Quantum Theory / Particle Physics
January 30, 2015
Historically, nuclear modeling came down to two complimentary ideas, the Nuclear Shell Model and the Liquid Drop Model. Certain combinations of neutrons and protons in closed shells led to exceptionally stable isotopes, and these were referred to as the magic numbers: 2, 8, 20, 28, 50, 82, and 126. There was no apparent pattern to this number sequence, only an experimental observation that there is a discontinuity of about 1 MeV in binding energy as each of these boundaries is crossed, i.e., an extra nucleon is loosely bound.

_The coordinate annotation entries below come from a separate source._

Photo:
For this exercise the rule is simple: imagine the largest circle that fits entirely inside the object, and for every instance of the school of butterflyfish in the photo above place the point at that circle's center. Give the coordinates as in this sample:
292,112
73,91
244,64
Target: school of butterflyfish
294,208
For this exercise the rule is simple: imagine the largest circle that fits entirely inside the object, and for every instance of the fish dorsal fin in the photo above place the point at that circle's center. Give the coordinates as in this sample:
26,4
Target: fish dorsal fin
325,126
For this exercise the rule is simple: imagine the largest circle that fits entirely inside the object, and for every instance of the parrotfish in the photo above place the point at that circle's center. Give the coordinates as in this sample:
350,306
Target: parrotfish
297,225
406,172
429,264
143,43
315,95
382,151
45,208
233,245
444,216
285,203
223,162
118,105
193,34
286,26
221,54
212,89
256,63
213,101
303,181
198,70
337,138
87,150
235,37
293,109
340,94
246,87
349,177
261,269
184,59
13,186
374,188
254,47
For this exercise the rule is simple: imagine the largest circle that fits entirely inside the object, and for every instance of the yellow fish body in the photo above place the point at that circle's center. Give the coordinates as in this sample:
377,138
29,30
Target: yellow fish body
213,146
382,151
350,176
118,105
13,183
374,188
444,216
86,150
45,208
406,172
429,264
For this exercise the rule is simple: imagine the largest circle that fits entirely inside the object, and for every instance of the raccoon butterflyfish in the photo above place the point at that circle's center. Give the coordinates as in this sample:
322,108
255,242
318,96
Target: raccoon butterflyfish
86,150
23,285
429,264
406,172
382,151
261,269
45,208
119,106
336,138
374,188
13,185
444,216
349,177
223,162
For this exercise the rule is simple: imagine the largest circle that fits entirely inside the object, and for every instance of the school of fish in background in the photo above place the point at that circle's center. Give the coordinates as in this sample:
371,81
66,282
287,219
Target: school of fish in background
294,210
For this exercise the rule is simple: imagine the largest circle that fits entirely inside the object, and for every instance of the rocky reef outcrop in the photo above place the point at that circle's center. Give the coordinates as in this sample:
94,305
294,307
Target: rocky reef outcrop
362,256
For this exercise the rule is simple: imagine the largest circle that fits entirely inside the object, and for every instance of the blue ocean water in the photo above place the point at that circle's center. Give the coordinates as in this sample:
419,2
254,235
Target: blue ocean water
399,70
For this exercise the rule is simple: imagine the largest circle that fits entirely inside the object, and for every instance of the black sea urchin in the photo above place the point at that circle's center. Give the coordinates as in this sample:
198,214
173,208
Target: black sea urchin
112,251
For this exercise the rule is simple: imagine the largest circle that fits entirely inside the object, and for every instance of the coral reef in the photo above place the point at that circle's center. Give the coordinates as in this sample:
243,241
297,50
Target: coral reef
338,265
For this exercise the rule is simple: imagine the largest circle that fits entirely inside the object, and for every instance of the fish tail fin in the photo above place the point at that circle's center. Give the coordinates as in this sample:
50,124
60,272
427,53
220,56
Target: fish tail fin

A new phenomenological Electro-dynamic Model of the nucleus has been constructed by separately modeling a proton and a neutron using a classical electromagnetic approach first suggested by Arthur Compton. Using these two nucleon representations, different nuclei are arranged by placing neutrons and protons in static geometric positions, where the force balance has minimum energy. These positions have been verified numerically using a variational minimization technique. The intrinsic mass of a nucleon is ~ 99%. Some mass equivalent is stored in EM Fields between nucleons, and some mass equivalent is stored in EM fields inside a nucleon. The masses of all individual isotopes that were calculated are in agreement with the measured values within less than a tenth of a percent, thus mimicking the experimentally measured binding energy per nucleon curve.